# Newbie looking for Conformation thoughts



## PalominoPrincessx (Jun 2, 2014)

This is my first attempt so if anything is wrong someone please correct me! 

First he has a very thin neck, Maybe a wee bit ewey. Decent shoulder. Good pasterns. High withers, A bit bum high, flat croup, posty hind legs. 
I think he's cute! That's what I see, I'm probably missing something but hopefully not much! ;-) 
oh and... 
WELCOME!!
_Posted via Mobile Device_


----------



## tinyliny (Oct 31, 2009)

nice balance in terms of lenght of back to length of neck. good shoulder. neck will good when he is better muscled. reasonable bone in his legs. downhill build, and flat croup. stands under himself in back, and with flat angle of croup, i wonder if he is comfortable in his hip/sacroilliac . He has a bit of a "hunched" look back there.


----------



## Rolex28 (Jul 28, 2014)

It was hard to get a pic since he wanted to turn to me everytime lol. So what would a downhill build be used for, if anything? So far he tucks really well and everyone says he is a very pretty mover. He can trot as slow as a western jog, but go as fast as an English job. Is transitioning pretty well as well. Just need to slow the canter down a bit still. I started jumping him with a small X and a small vertical. He trips at first but then jumps them after a few tries. TIA


----------



## .Delete. (Jan 7, 2008)

Those hind legs scare me. They look very posty


----------



## PalominoPrincessx (Jun 2, 2014)

Rolex28 said:


> It was hard to get a pic since he wanted to turn to me everytime lol. So what would a downhill build be used for, if anything?

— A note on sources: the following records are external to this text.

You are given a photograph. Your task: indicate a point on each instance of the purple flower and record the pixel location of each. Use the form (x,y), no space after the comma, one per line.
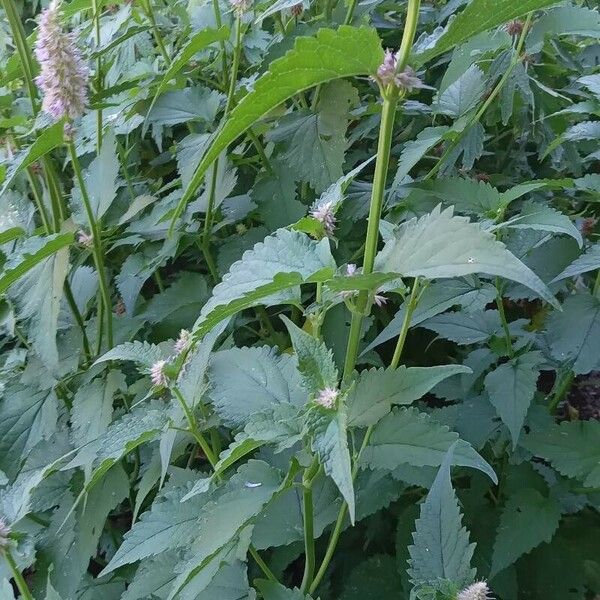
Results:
(183,342)
(477,591)
(325,214)
(327,397)
(379,298)
(4,533)
(157,373)
(240,6)
(64,76)
(405,80)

Not quite sure what you mean there, but a downhill build means it is harder for him to collect up ( the reason why all top dressage horses have an uphill build). This can be worked around - ill let the more experienced tell you how because I'll probably get it wrong , LOL, I know what you have to do but I don't know how to word it :-\ 

Anywhoo, here's a comparison of, first a horse with a downhill build and one with a more uphill one. Just so you can see the difference ;-) 

Downhill 










Uphill


----------



## Roanwatch (Apr 1, 2014)

Post legged, camped under himself in the back, and a flat croup. Also looks downhill. He'll look a lot better once he has gained weight and muscle.


----------



## tinyliny (Oct 31, 2009)

don't feel discouraged, OP, when you ask for a critique, you naturally get more negative than positive comments. it's just the nature of giving a "critique".


----------



## Rolex28 (Jul 28, 2014)

I don't mind the negative. I bought him cuz I liked his personality. I just don't want to try things he isn't built for. I'm a newbie


----------



## nikelodeon79 (Mar 3, 2008)

He's an OTTB! Don't count him out of anything. HEART can make up where conformation lacks.

I would just concentrate on getting him healthy, a good weight, and have fun with him. I would consider having a good chiro out to check him out first and foremost.

He looks like a real sweetheart. Good luck with him!

(PS I highly recommend the book Beyond the Track)
_Posted via Mobile Device_


----------



## Atomicodyssey (Apr 13, 2014)

Sorry I'm not much help in the form of a critique but he is adorable! Nice pasterns and hooves for an OTTB. Plus an awesome color, but I may be biased


----------



## Rolex28 (Jul 28, 2014)

you are so right! he really gives me his all and i love him more each because of it!


----------



## Rolex28 (Jul 28, 2014)

your so sweet!! thanks so much!


----------



## Elana (Jan 28, 2011)

I like this horse. I wish his shoulder laid back a bit more but he is adequate. he is not ewe necked.. he is a bit pencil necked but the neck just needs more weight as does the entire horse. I like his back.. good length that ties into a very strong coupling and a somewhat flat croup. 

His hind legs are not the stongest.. a bit weak in the area between the point of buttock and the hock. He is a little straight behind and standing under himself he appears sickle hocked. He is built down hill with a high set to his hocks compared to his knees. 

No horse is perfect and I like the look of this horse. I agree he may have some pain issues in the back or in the hocks.. have those checked. 

What do you plan to do with this horse? He looks like the sensible sort.


----------



## Rolex28 (Jul 28, 2014)

I am planning to teach him English Pleasure first with in hopes of some jumping if its possible. I would also love to teach him some barrels as well. He hasnt gotten them down yet but loves to try! A little bit of everything I suppose. I keep hearing he looks like a dressage horse but I really know nothing about dressage. He is very sensible and rarely is bothered by much. All though his manners are getting a bit out of whack since he has been getting more weight and is comfortable in his new living situation. I am not trying to spoil him but it seems that is the case.


----------



## Yogiwick (Sep 30, 2013)

I think with weight and good work (and maybe a chiro or some other care type stuff) you will have a completely different horse.

I'm not going to give a critique. Right now he looks like a sorry run down horse. I see a really nice horse underneath waiting to come out.


----------



## Rolex28 (Jul 28, 2014)

He retired from racing August and was brought to the barn I go to last November. When I met him in feb he was severely under weight so I have been working on his weight gain and rebuilding his muscles ever since. He may not be done yet but looks like a completely different horse now.  I will look for a chiro to come out.


----------